Anderson was a recipient of an NSF CAREER Award, LCGC Magazine‘s Emerging Leader in Chromatography Award, and the American Chemical Society Young Investigator in Separation Science Award. In 2014, he was included in the “Top 40 under 40” Power List by Analytical Scientist Magazine. In 2016, he was awarded the Pittsburgh Conference Achievement Award.

Associate professor Rizo sitting on a couch
Associate professor Elisa Rizo.

Elisa Rizo, recipient of the Cassling Outstanding Achievement in Teaching Award in 2016, is arguably the world’s leading expert on contemporary literature in Equatorial Guinea, the only Spanish-speaking country in Africa, and governed by authoritarian regimes that have ruled the nation since its independence from Spain in 1968.

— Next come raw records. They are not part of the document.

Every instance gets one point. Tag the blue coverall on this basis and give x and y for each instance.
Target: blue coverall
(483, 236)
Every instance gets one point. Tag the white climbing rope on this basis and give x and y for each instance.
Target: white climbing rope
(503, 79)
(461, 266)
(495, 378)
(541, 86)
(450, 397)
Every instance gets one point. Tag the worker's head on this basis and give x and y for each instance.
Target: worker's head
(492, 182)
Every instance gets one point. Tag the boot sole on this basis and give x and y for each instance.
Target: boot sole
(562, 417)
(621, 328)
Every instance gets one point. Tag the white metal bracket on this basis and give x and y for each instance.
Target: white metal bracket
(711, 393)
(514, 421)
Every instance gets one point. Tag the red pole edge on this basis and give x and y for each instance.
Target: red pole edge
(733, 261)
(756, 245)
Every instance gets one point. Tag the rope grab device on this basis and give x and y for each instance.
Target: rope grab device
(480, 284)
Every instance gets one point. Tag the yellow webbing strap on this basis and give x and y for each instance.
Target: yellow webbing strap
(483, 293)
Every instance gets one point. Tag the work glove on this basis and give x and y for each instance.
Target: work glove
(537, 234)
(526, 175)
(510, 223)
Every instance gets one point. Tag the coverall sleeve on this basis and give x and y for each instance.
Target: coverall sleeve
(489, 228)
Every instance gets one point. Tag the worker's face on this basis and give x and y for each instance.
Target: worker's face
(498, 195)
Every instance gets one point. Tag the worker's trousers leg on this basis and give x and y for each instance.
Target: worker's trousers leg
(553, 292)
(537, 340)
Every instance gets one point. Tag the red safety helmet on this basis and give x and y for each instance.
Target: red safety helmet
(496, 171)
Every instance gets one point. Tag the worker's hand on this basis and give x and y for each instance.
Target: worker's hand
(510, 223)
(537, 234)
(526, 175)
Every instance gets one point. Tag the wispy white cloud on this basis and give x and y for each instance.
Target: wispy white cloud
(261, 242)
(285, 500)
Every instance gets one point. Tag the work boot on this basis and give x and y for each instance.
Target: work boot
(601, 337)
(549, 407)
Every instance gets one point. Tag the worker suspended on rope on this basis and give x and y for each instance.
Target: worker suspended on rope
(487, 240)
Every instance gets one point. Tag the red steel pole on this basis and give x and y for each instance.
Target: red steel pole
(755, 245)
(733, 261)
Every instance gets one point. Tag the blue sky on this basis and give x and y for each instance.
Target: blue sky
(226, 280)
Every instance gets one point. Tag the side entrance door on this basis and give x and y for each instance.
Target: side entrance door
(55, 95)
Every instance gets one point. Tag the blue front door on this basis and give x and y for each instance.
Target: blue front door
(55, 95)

Rizo has demonstrated that playwrights, theater directors, and actors have emerged as forces as they stage works meant to provide commentary on the social, political, and economic state of their homeland. Her work shows that these dramatists have used their unique position to facilitate dialogue and to give voice to a large sector of the population.

Assistant professor Yuyu Zhou at the end of a hallway.
Yuyu Zhou, assistant professor of geological and atmospheric sciences.

Yuyu Zhou’s research interests lie in the applications of geospatial technologies including remote sensing, GIS, geovisualization, spatial analytic tools, and integrated assessment modeling to understanding the problems of global environmental change (due to factors such as urbanization, urban heat island, ecosystem phenology, energy supply and demand, and greenhouse gas emissions) and their potential solutions.

His research focus continues in quantifying spatiotemporal patterns of environmental change and developing modeling mechanisms to bridge the driving forces and consequences of environmental change so that the impacts of human activities on environment can be effectively measured, modeled, and evaluated. His research is supported by several NASA awards, the US Department of Energy, and the National Science Foundation.

The awards help fund resources that are not typically covered by research grants or other traditional funding.